Second, the order prohibits DOL from terminating CWIT’s “equity-related” grant but chose not to extend the ruling nationwide. Judge Kennelly found “there is likely a low risk that other grantees who risk termination or are terminated will not challenge enforcement of this provision against them.” Therefore, to challenge the “termination provision”—which requires the “Director of the Office of Management and Budget (OMB) to ‘coordinate the termination of all discriminatory programs, including illegal DEI and ‘diversity, equity, inclusion, and accessibility’ (DEIA) mandates, policies, programs, preferences, and activities in the Federal Government, under whatever name they appear’”—contractors will have to independently sue.
Going Forward
With regard to the certification provision, the decision rests primarily on the fact that the government has not defined the term “illegal DEI.” The resulting ambiguity has a chilling effect on free speech and the court found it would likely be unconstitutional as a violation of the plaintiff’s First Amendment rights.
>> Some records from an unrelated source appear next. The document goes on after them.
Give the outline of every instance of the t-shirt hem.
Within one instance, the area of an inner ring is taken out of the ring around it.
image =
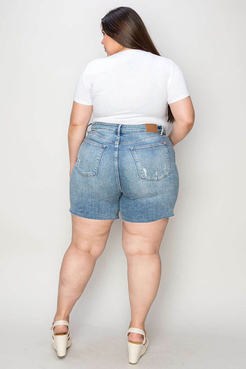
[[[175,97],[174,99],[172,99],[171,100],[168,100],[167,103],[171,104],[172,103],[176,103],[176,101],[179,101],[179,100],[181,100],[182,99],[184,99],[185,97],[187,97],[190,96],[190,93],[188,92],[184,95],[182,95],[182,96],[180,96],[179,97]]]
[[[86,100],[82,100],[80,99],[77,99],[76,97],[73,98],[73,101],[75,101],[76,103],[83,104],[84,105],[92,105],[93,104],[93,101],[90,102],[89,101],[86,101]]]

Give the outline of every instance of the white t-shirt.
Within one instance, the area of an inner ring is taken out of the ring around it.
[[[189,96],[182,71],[172,60],[131,49],[89,63],[73,100],[93,105],[91,123],[154,123],[166,130],[168,104]]]

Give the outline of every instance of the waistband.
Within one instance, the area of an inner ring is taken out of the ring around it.
[[[122,124],[121,123],[105,123],[104,122],[93,122],[89,123],[87,126],[86,132],[88,133],[88,128],[91,125],[91,129],[107,130],[117,132],[131,133],[137,132],[160,132],[162,135],[166,136],[164,125],[152,123],[143,124]],[[161,128],[160,127],[162,127]]]

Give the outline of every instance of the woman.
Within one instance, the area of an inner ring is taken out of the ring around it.
[[[62,264],[51,329],[54,347],[63,357],[71,344],[69,314],[120,211],[131,311],[129,361],[134,364],[148,344],[145,323],[160,283],[159,249],[174,216],[179,181],[173,146],[191,129],[194,113],[181,69],[160,55],[134,10],[119,7],[101,21],[107,57],[83,70],[71,114],[72,241]],[[168,137],[167,120],[174,122]]]

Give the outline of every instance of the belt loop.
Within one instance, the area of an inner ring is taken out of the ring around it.
[[[87,132],[87,133],[89,133],[89,132],[88,132],[88,131],[87,130],[87,128],[88,128],[88,127],[89,127],[89,125],[90,125],[90,124],[92,124],[92,123],[89,123],[89,124],[87,126],[87,128],[86,128],[86,132]]]
[[[118,126],[118,130],[117,131],[117,136],[119,136],[119,130],[121,129],[121,127],[122,125],[122,123],[120,123],[120,124],[119,124],[119,125]]]

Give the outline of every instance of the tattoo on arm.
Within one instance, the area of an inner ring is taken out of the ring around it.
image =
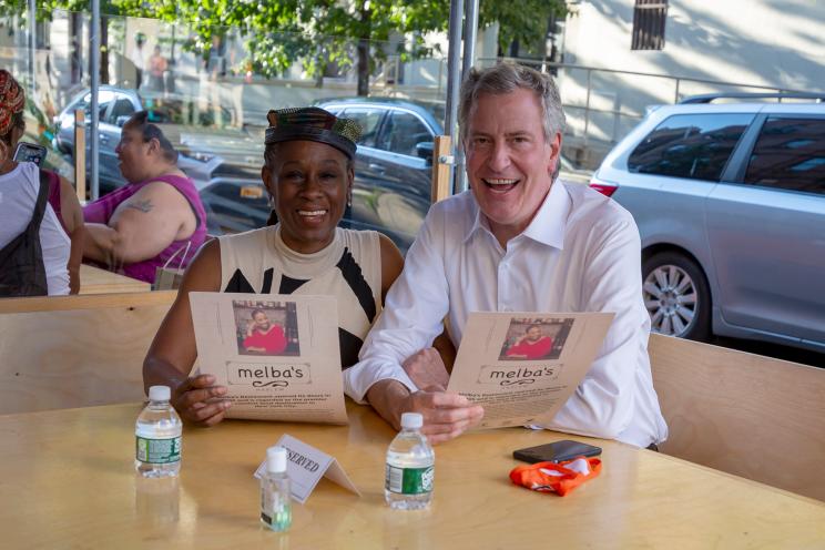
[[[133,203],[126,204],[126,208],[134,208],[140,212],[143,212],[144,214],[152,210],[152,201],[146,198],[145,201],[136,201]]]

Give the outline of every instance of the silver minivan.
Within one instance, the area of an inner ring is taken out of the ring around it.
[[[591,186],[639,225],[654,332],[824,352],[825,95],[755,98],[653,110]]]

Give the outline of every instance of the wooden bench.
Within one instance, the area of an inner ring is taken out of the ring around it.
[[[86,264],[80,266],[80,294],[149,292],[152,285],[136,278],[108,272]]]
[[[140,401],[175,291],[0,299],[0,414]]]
[[[656,334],[649,349],[662,452],[825,500],[825,369]]]

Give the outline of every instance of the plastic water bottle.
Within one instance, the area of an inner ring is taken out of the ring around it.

Until the government provides a definition for which contracts and courts can interpret, we will likely see additional injunctions. And, while the court’s separation of powers holding resulted in the limited prohibition against DOL terminating one of CWIT’s grants, the principal is an important one as there are certainly other statutes that require that agencies issue similar grants.
As lawsuits continue to unfold and the patchwork of injunctions evolves, we will continue to keep contractors and grant recipients appraised of key developments.